I am having problems understanding the difference between validity and satisfiability. Given the following:
(i) For all F, F is satisfiable or ~F is satisfiable.
(ii) For all F, F is valid or ~F is valid.
How do I prove which is true and which is false?
Statement (i) is true, as for all F, F will either be satisfiable, or ~F will be satisfiable (truth table). However, how do I go about solving for statement (ii)?
Any help is highly appreciated!
This question doesn't really belong in computational science (I'd suggest math.stackexchange.org), but I'll go ahead and answer anyway.
An expression in propositional calculus is valid if the expression is true under all possible assignments of the variables. The expression is satisfiabile is it is true under at least one assignment of the variables.
For example, consider the expression $p \lor \neg p$. The truth table is
$ \begin{array}{cc} p & p \lor \neg p \\ T & T \\ F & T \end{array} $
Thus this expression is valid and satisfiable.
Next, consider the expresion $p \lor q $. This has the truth table
$ \begin{array}{ccc} p & q & p \lor q \\ T & T & T \\ T & F & T \\ F & T & T \\ F & F & F \end{array} $
This expression is satisfiable (since there is at least one assignment of the variables that makes the expression true), but not valid (since there is at least one assignment that makes the expression false.)

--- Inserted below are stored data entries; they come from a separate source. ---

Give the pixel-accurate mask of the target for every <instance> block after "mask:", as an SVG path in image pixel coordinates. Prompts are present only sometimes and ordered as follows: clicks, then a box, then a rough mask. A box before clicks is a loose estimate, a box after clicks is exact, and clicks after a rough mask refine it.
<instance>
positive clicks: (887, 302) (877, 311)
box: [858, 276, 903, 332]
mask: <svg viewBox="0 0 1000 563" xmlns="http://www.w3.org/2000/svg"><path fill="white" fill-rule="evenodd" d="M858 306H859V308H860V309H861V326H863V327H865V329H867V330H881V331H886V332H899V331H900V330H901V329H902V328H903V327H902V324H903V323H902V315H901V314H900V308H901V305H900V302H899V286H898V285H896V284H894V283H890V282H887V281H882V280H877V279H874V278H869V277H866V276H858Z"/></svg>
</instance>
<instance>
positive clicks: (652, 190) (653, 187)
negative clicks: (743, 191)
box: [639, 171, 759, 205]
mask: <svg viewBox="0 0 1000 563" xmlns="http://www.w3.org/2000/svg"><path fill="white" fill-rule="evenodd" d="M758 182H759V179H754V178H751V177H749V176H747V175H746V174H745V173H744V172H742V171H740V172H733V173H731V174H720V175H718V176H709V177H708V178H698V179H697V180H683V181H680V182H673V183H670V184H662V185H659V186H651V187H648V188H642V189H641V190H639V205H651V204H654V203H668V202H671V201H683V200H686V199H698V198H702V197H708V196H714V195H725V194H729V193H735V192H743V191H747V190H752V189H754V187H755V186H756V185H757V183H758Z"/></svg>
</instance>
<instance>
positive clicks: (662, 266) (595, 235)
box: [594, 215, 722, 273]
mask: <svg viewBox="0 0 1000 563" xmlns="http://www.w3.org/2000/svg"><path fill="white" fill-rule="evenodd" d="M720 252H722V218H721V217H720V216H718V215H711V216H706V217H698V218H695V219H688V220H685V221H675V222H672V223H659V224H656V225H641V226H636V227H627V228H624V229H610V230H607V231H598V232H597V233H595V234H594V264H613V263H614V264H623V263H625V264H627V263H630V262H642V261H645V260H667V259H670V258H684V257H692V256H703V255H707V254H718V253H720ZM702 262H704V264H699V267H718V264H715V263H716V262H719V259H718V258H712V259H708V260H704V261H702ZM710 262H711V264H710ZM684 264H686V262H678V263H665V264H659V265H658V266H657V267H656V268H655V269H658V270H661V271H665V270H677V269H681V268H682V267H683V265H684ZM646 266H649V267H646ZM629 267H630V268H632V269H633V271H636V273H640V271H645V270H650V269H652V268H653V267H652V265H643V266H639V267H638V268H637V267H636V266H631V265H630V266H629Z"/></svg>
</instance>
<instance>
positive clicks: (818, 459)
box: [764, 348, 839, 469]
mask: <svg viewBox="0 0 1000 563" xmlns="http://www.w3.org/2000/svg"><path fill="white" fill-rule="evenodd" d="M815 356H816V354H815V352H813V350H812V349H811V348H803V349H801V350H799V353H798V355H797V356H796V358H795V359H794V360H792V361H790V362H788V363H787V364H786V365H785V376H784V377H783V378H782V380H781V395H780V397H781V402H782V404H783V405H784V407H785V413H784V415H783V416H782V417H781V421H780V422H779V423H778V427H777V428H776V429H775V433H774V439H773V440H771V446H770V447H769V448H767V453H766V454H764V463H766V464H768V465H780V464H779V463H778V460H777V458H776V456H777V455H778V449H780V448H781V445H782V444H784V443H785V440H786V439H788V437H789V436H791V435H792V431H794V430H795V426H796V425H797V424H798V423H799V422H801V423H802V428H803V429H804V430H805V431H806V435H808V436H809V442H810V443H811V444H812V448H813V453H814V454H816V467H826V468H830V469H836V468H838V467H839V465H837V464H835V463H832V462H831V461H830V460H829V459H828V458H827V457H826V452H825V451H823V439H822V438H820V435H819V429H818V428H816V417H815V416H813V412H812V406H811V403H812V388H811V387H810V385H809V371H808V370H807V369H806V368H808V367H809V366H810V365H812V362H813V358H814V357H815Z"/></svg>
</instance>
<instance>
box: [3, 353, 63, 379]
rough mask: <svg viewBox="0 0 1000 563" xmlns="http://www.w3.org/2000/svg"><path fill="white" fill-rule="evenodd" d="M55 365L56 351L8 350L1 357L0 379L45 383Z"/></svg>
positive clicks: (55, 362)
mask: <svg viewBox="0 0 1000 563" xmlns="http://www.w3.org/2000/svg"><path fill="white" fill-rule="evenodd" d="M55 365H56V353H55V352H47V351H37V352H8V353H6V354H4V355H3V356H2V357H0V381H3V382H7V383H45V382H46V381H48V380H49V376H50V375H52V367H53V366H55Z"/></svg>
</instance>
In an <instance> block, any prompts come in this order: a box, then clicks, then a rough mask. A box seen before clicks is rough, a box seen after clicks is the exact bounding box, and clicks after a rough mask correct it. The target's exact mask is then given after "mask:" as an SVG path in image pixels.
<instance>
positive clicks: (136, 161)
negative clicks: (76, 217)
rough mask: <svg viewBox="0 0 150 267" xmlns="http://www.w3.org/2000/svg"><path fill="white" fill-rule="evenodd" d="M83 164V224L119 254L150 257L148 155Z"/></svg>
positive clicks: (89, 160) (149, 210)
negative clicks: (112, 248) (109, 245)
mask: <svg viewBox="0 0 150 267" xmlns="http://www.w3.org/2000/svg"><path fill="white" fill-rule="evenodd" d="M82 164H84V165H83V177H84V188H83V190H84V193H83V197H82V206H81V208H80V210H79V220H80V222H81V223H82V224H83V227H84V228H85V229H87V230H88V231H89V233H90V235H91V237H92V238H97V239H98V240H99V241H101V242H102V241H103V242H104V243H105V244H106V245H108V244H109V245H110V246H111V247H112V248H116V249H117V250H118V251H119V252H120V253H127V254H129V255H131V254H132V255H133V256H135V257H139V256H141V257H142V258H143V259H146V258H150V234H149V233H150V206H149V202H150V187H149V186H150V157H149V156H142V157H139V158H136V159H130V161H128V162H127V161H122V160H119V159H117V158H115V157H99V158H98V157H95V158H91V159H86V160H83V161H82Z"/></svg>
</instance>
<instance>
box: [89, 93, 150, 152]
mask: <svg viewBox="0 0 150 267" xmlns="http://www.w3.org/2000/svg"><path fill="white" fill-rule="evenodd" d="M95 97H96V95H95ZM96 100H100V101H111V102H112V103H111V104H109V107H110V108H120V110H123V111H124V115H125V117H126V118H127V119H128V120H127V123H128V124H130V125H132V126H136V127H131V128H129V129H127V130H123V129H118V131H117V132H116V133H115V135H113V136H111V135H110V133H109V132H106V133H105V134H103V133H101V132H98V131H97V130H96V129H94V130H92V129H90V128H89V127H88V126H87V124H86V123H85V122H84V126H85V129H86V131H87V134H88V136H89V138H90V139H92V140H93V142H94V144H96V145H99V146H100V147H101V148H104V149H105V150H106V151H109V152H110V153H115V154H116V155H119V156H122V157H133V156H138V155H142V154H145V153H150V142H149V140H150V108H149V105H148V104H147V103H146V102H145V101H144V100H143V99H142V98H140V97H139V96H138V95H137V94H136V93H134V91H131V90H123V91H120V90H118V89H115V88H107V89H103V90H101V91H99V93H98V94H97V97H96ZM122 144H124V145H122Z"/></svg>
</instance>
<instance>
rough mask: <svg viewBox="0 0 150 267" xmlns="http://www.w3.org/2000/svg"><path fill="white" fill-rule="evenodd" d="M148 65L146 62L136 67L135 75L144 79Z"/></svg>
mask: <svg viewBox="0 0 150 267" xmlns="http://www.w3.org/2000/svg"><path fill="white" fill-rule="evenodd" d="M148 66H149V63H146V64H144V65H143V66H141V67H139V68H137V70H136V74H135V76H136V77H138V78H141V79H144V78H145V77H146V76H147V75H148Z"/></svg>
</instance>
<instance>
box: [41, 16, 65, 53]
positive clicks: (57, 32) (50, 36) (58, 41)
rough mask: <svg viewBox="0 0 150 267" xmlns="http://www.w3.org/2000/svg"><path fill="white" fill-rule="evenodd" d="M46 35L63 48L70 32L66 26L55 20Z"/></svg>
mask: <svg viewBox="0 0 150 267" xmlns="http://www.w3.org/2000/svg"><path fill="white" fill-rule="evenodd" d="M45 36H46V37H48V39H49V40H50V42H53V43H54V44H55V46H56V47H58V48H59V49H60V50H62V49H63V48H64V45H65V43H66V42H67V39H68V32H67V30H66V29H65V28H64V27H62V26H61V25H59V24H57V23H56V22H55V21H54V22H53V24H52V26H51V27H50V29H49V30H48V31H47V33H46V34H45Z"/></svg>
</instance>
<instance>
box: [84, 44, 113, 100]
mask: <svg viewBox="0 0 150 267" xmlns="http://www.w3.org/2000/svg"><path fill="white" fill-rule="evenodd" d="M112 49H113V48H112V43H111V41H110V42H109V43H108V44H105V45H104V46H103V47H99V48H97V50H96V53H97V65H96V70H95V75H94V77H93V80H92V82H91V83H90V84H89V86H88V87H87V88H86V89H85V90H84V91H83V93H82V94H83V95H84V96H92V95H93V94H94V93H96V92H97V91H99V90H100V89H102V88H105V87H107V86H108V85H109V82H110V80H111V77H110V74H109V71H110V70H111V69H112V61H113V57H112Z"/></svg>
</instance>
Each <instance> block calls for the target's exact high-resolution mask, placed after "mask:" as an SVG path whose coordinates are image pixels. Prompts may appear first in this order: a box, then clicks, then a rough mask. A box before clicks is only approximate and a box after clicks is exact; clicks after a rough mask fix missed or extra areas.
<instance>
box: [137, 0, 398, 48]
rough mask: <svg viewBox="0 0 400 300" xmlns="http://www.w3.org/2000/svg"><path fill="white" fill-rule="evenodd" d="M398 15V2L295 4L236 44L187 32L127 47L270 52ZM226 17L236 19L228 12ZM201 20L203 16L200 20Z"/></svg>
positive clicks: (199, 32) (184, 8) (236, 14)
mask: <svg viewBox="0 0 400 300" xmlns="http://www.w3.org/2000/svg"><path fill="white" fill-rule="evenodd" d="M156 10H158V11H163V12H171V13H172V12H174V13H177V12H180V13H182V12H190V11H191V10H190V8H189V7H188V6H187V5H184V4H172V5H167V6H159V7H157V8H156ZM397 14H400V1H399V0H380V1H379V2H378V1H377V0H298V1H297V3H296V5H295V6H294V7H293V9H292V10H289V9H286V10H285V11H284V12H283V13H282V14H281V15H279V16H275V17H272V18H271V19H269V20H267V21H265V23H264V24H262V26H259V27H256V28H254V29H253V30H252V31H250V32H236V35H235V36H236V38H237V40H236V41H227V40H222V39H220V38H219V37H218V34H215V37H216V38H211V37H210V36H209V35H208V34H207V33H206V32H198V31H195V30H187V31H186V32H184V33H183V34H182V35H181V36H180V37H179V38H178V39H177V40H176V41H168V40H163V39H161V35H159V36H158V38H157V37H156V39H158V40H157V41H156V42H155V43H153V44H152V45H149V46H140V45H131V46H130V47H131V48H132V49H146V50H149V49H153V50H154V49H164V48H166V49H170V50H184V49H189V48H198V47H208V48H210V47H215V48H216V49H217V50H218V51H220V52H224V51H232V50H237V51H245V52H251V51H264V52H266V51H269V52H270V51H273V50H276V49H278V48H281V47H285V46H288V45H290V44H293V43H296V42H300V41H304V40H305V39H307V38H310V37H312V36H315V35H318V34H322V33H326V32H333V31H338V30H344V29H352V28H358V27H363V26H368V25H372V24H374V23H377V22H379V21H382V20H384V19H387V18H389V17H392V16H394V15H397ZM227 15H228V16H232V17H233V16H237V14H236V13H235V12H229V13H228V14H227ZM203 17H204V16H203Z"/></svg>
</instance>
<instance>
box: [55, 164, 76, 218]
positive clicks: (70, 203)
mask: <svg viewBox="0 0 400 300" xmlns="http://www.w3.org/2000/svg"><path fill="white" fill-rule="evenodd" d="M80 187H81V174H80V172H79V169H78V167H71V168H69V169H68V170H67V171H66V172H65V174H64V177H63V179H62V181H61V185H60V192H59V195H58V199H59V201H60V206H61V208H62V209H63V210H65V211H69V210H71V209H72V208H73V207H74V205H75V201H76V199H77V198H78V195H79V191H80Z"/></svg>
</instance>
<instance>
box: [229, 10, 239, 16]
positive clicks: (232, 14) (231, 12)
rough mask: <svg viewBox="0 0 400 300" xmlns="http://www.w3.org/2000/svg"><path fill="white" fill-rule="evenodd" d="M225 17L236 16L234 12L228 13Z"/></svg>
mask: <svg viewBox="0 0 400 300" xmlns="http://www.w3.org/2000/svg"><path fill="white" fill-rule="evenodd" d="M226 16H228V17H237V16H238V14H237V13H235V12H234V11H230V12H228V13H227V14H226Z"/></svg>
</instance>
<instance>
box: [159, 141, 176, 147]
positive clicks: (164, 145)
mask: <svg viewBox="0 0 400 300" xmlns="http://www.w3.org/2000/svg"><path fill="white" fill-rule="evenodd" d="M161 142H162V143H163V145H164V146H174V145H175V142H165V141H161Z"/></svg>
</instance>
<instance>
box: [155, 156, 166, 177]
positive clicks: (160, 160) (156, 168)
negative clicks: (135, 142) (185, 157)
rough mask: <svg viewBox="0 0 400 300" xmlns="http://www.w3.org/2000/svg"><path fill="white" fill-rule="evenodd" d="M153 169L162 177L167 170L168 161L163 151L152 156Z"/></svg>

If you look at a truth table with columns for an expression $A$ and $ \neg A$, then either all entries in the column for $A$ are T or all entries are F or there is a mixture of T and F entries. If all entries in the column for $A$ are T, then $A$ is valid. If all entries in the column for $A$ are F, then all entries in the column for $\neg A$ are T, and $\neg A$ is valid. What happens when the column for $A$ has a mixture of T and F entries?